Fukushima: Of cows, water and steel

TEPCO is starting nitrogen injection in unit 3 of the Fukushima-I nuclear power plant to guard against the risk of hydrogen explosions, but it initially faced the obstacle of high radiation levels on the first floor of the reactor, where it wanted to connect the nitrogen pipes. Levels as high as 180 mSv/h between the truck bay entrance on the south-west and the containment at the center made this a no-go area. Efforts by a robot to vacuum radioactive dust off the floor on June 2 were ineffective. TEPCO finally solved the problem by laying 1 cm thick steel sheets on the floor around where workers needed to access.

The ex-skf blog reports that this solution was addressing intense gamma radiation coming up from the basement, penetrating the reinforced concrete floor. The unit 3 reactor building basement was estimated by TEPCO to be flooded with 6400 tons of water, containing 1.5 million Becquerels of Cs-134 per cm3 (Bq/cm3) and 1.6 million Becquerels of Cs-137 per cm3 (Bq/cm3).

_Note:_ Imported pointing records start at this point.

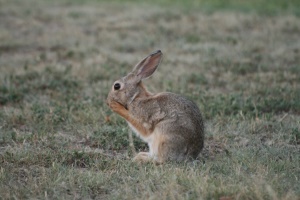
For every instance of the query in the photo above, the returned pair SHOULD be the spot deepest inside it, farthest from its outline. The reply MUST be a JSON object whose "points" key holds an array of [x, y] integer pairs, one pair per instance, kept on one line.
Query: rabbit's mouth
{"points": [[125, 106]]}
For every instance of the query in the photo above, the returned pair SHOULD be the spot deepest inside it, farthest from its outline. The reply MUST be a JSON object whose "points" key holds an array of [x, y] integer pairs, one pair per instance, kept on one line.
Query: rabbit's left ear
{"points": [[148, 65]]}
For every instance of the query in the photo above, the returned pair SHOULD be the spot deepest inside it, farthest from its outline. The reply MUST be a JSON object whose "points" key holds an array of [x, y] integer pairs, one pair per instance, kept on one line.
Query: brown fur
{"points": [[171, 124]]}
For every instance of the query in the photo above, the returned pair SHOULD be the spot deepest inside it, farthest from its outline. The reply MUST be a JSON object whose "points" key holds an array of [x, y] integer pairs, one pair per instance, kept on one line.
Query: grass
{"points": [[238, 61]]}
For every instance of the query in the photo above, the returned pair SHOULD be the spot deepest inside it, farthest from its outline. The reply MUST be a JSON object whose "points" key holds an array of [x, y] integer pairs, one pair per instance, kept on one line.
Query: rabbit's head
{"points": [[126, 89]]}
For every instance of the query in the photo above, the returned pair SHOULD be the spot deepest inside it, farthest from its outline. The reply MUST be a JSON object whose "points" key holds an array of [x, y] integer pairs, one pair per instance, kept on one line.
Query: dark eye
{"points": [[117, 86]]}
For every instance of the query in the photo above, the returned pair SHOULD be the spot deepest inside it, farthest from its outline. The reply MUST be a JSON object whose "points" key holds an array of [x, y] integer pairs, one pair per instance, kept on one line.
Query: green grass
{"points": [[239, 61]]}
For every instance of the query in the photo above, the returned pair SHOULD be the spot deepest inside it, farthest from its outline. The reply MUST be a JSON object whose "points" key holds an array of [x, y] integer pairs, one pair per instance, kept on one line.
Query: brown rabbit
{"points": [[171, 124]]}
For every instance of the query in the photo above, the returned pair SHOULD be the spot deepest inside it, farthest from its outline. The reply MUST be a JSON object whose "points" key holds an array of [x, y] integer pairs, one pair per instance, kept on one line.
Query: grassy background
{"points": [[238, 60]]}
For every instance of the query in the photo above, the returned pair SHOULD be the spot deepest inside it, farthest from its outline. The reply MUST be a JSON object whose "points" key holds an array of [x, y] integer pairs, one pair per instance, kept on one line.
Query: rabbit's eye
{"points": [[117, 86]]}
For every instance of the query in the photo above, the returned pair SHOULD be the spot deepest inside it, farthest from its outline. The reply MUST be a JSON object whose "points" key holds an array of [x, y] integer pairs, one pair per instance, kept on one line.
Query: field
{"points": [[239, 61]]}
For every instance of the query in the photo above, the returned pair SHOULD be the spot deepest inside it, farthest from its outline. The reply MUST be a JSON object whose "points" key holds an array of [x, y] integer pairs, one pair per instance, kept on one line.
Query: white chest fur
{"points": [[148, 139]]}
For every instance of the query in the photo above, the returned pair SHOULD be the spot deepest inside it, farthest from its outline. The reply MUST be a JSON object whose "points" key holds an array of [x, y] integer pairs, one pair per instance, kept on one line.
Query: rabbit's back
{"points": [[175, 117]]}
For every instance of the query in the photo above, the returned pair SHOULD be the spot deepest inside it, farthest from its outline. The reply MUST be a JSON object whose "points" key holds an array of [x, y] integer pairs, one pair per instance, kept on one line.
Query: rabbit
{"points": [[171, 124]]}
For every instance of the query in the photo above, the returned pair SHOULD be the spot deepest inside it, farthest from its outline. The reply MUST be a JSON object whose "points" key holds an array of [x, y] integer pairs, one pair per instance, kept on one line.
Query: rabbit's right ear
{"points": [[148, 65]]}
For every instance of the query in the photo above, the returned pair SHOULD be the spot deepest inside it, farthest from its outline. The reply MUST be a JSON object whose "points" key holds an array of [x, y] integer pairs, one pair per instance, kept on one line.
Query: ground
{"points": [[238, 61]]}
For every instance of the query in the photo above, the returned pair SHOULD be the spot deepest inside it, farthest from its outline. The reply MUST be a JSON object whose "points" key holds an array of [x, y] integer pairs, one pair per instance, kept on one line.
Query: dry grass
{"points": [[58, 139]]}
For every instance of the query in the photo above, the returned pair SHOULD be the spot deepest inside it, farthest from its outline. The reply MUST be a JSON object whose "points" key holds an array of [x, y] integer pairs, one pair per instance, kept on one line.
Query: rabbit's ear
{"points": [[148, 65]]}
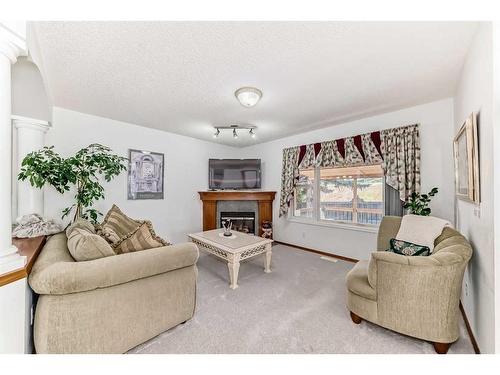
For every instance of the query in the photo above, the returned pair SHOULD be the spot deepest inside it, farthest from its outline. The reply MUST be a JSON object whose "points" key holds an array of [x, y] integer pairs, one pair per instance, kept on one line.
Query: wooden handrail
{"points": [[28, 247]]}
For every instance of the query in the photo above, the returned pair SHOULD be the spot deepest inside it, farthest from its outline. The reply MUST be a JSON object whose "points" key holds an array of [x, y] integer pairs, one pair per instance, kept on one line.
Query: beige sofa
{"points": [[417, 296], [112, 304]]}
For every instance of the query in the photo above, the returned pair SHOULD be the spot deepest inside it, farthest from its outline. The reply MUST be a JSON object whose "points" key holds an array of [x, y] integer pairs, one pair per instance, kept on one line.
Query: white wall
{"points": [[496, 150], [475, 94], [436, 132], [29, 98], [186, 170]]}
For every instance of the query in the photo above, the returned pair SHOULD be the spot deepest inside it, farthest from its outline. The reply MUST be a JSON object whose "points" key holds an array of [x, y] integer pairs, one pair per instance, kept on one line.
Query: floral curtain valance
{"points": [[397, 149]]}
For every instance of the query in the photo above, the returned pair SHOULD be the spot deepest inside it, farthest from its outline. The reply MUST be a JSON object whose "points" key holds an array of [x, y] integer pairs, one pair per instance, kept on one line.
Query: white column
{"points": [[11, 47], [30, 137]]}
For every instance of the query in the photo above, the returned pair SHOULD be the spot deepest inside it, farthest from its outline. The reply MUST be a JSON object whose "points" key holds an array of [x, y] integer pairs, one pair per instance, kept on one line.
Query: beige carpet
{"points": [[298, 308]]}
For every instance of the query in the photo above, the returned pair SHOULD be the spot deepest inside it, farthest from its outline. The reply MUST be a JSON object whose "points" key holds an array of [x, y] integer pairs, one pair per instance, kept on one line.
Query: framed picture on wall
{"points": [[466, 152], [145, 175]]}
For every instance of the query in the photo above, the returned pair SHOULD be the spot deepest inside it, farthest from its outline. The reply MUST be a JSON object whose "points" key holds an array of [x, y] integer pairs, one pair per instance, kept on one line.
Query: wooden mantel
{"points": [[210, 198]]}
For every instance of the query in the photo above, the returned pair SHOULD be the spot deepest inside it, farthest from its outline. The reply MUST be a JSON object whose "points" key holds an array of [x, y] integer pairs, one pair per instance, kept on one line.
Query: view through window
{"points": [[351, 195]]}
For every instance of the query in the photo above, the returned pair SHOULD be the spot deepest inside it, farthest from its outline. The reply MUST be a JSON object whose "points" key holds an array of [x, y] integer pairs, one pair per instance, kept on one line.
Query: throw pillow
{"points": [[117, 225], [80, 224], [408, 248], [142, 238], [84, 245]]}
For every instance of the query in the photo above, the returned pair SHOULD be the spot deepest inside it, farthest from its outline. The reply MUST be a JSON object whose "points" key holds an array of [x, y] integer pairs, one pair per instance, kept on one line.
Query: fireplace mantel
{"points": [[210, 198]]}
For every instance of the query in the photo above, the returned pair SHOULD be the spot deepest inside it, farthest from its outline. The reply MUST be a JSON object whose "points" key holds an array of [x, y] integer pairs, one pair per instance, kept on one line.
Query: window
{"points": [[304, 194], [347, 195]]}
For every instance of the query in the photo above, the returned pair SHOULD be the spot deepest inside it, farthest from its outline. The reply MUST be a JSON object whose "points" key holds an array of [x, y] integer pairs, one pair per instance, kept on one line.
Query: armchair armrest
{"points": [[74, 277]]}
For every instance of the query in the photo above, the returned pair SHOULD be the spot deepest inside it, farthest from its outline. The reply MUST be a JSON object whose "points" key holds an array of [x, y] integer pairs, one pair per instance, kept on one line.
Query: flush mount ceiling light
{"points": [[248, 96], [251, 130]]}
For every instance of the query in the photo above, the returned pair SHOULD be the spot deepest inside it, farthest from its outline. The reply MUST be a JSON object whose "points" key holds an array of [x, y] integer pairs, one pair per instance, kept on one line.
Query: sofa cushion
{"points": [[85, 245], [357, 281], [142, 238], [408, 248], [117, 225]]}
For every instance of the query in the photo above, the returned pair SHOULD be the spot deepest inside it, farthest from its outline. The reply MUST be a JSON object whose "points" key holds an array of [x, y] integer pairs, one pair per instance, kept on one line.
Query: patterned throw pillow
{"points": [[408, 248], [85, 245], [116, 225], [142, 238]]}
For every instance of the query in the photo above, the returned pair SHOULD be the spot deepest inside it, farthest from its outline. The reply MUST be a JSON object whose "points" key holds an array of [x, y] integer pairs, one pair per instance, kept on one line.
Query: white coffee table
{"points": [[238, 247]]}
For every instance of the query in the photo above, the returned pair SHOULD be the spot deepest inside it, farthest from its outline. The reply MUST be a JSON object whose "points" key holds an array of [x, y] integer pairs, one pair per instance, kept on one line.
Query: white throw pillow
{"points": [[421, 230]]}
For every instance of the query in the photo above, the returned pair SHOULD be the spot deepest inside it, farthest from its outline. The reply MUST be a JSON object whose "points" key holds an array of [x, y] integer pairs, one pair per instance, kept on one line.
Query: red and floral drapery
{"points": [[397, 149]]}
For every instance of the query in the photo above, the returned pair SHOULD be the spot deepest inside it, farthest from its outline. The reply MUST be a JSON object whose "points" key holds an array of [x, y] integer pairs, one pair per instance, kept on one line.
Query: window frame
{"points": [[316, 216]]}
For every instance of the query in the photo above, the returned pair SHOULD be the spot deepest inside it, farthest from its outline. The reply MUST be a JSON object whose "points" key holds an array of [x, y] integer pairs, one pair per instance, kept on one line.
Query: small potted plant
{"points": [[418, 204]]}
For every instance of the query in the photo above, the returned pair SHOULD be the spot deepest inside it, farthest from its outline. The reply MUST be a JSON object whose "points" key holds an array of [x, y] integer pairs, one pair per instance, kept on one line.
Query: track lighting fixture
{"points": [[251, 130]]}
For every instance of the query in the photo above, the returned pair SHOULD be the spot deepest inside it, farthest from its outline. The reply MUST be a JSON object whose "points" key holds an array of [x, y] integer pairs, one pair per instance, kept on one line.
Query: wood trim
{"points": [[12, 276], [469, 330], [28, 247], [237, 195], [347, 259]]}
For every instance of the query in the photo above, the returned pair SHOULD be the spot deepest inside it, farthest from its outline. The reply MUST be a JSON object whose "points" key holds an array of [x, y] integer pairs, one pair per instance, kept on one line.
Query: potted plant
{"points": [[83, 170], [418, 204]]}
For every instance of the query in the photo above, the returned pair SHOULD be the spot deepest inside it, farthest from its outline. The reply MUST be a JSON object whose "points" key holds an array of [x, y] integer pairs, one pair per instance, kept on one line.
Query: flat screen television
{"points": [[233, 174]]}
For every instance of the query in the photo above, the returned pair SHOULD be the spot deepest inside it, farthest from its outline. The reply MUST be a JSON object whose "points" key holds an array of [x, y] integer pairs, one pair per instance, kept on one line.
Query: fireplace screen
{"points": [[242, 221]]}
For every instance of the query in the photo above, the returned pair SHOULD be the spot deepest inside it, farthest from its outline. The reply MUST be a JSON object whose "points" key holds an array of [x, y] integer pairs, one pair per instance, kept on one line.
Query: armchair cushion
{"points": [[357, 281], [407, 248]]}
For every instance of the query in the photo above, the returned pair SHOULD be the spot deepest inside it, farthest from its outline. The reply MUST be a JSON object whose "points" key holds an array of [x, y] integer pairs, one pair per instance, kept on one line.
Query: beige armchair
{"points": [[416, 296], [112, 304]]}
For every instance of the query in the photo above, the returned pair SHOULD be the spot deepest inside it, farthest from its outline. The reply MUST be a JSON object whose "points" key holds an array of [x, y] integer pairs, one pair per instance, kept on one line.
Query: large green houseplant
{"points": [[83, 170]]}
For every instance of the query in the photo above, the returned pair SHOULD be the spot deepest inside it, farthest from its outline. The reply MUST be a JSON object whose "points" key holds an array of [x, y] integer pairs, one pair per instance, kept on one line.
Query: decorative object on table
{"points": [[418, 204], [34, 225], [267, 229], [81, 170], [227, 228], [466, 151], [145, 175]]}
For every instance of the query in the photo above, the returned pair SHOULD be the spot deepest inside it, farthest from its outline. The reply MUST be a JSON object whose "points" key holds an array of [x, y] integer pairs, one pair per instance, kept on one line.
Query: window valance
{"points": [[396, 149]]}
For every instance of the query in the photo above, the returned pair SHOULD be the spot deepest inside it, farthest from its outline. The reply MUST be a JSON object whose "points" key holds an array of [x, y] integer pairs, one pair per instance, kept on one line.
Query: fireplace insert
{"points": [[242, 221]]}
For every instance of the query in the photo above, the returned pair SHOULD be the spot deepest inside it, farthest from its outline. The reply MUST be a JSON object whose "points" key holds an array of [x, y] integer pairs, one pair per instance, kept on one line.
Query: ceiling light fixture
{"points": [[251, 130], [248, 96]]}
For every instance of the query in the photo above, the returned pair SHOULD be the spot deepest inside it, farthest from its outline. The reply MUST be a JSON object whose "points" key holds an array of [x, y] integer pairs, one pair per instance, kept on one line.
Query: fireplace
{"points": [[216, 202], [242, 221]]}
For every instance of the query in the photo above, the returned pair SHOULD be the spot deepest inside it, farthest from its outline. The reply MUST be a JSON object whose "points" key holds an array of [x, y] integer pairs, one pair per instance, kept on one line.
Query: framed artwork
{"points": [[145, 175], [465, 148]]}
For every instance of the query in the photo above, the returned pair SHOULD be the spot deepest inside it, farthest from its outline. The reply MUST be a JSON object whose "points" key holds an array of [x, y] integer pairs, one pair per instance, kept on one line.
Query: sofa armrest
{"points": [[74, 277]]}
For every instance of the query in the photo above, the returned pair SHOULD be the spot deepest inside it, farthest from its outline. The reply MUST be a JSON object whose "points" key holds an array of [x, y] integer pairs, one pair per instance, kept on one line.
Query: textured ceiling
{"points": [[181, 76]]}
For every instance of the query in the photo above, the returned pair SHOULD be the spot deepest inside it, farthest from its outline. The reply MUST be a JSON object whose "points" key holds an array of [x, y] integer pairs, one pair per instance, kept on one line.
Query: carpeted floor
{"points": [[298, 308]]}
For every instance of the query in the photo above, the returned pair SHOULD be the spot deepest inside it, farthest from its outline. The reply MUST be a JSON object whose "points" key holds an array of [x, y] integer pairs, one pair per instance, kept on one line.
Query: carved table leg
{"points": [[234, 267], [441, 348], [269, 253]]}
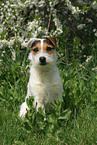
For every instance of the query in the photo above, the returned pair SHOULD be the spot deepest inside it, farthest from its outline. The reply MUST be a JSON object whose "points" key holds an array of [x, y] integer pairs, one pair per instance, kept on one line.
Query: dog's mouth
{"points": [[42, 60]]}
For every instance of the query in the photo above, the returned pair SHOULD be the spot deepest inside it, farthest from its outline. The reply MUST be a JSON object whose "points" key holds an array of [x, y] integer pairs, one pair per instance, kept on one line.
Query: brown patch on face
{"points": [[48, 48], [36, 48]]}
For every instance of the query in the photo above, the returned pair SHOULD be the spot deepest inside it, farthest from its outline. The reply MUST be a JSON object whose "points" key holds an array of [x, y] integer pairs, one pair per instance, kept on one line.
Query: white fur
{"points": [[44, 83]]}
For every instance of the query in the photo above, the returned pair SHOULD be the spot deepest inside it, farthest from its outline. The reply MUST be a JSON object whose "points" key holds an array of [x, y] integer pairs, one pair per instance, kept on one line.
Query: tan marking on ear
{"points": [[53, 40], [45, 45], [37, 46]]}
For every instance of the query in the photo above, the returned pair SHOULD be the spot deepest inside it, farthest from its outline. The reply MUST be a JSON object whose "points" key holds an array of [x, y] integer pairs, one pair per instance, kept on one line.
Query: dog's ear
{"points": [[31, 41], [53, 40]]}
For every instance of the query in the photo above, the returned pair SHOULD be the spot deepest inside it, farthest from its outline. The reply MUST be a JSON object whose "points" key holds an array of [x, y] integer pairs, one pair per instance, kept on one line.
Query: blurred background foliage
{"points": [[74, 23]]}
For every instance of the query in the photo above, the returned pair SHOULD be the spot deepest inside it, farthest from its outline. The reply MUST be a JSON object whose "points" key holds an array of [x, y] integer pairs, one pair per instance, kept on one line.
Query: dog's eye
{"points": [[35, 49], [49, 48]]}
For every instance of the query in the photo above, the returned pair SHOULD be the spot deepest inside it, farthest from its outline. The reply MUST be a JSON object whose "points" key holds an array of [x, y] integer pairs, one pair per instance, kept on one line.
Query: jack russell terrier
{"points": [[44, 84]]}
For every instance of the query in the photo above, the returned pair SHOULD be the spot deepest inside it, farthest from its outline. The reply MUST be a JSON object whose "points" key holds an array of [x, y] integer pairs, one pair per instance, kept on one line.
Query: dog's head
{"points": [[43, 51]]}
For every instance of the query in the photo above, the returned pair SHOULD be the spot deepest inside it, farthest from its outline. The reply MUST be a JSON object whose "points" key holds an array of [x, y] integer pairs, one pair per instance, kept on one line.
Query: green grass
{"points": [[77, 122]]}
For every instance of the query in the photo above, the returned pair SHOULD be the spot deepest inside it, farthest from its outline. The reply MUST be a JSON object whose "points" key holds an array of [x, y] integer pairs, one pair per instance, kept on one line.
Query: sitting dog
{"points": [[45, 83]]}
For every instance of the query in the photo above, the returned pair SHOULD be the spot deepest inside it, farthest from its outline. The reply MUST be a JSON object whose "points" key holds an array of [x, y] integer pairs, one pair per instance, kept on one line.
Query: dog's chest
{"points": [[44, 85]]}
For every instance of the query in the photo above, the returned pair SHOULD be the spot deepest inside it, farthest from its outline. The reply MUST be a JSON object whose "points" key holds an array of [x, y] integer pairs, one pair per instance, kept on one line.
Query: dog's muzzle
{"points": [[42, 60]]}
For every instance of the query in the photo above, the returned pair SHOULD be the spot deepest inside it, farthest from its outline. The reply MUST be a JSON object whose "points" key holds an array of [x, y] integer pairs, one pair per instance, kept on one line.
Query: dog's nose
{"points": [[42, 60]]}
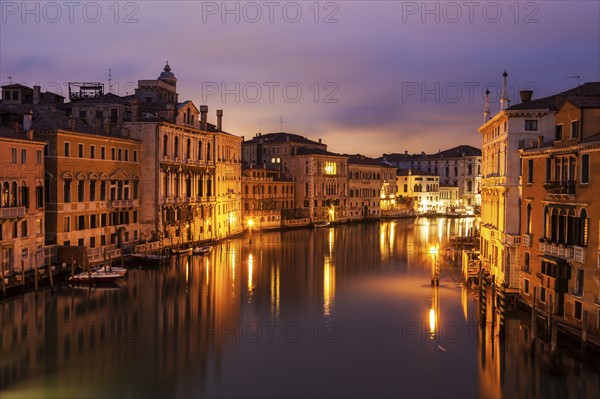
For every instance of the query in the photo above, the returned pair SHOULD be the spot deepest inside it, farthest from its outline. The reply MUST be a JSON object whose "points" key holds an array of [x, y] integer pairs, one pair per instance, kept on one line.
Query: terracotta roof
{"points": [[282, 137], [590, 89]]}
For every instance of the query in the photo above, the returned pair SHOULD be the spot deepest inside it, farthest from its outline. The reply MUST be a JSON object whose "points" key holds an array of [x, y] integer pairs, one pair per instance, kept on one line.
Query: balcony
{"points": [[12, 213], [120, 203], [560, 187]]}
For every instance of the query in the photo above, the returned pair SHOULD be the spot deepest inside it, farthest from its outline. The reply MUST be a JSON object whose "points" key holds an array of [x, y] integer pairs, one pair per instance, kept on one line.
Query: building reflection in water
{"points": [[181, 330]]}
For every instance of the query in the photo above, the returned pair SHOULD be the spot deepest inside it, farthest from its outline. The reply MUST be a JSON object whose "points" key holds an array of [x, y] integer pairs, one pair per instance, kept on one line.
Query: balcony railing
{"points": [[13, 212], [560, 187]]}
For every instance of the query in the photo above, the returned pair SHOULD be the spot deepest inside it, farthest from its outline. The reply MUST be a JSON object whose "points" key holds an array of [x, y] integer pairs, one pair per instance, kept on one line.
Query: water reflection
{"points": [[346, 311]]}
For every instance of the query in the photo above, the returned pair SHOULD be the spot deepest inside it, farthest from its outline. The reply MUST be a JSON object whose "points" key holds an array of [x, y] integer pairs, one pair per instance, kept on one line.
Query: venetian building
{"points": [[502, 136], [560, 213]]}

That amounts to 9,600 Terabecquerels (TBq) of Cs-134 and 10,200 Tbq of Cs-137 or 19,800 TBq in total. Besides that there are other radioisotopes such as Iodine and Strontium.

Because the 1 cm of steel (and below that probably more than 10 cm of concrete) still leave too much radiation through, TEPCO is considering another layer of steel sheets now.

Meanwhile, NHK reported yesterday (July 10, 2011 07:33 JST):

The Tokyo Metropolitan government has begun tracing beef from 6 cows shipped from a Fukushima farm where 11 other cows were found contaminated with high levels of radioactive cesium.

On Friday, tests detected 1,530 to 3,200 becquerels per kilogram of cesium in beef from the 11 cows raised in Minami Soma city, about 20 kilometers from the crippled Fukushima Daiichi nuclear power plant. The national safety limit is 500 becquerels. Tokyo ordered the beef to be removed from distribution.

But beef from 6 cows shipped from the farm to
Tokyo and Tochigi in May and June are believed to have already made it to market without radiation testing.

How did that beef end up with 3 to 6 times the legal limit of radioactive cesium? According to the farmer, the cows were raised on hay from last year, before the reactor catastrophe, but were drinking water from a local well.

The ex-skf blog translates a Yomiuri Shimbun article:

According to the investigation by Fukushima Prefecture, 2924 meat cows have been shipped from the same area since the end of April.

See also:

UPDATE (2011-07-13):

It has been reported that the cattle on the farm in Minamisoma had been fed straw that was not covered by a roof and therefore could have been exposed to fallout in rain.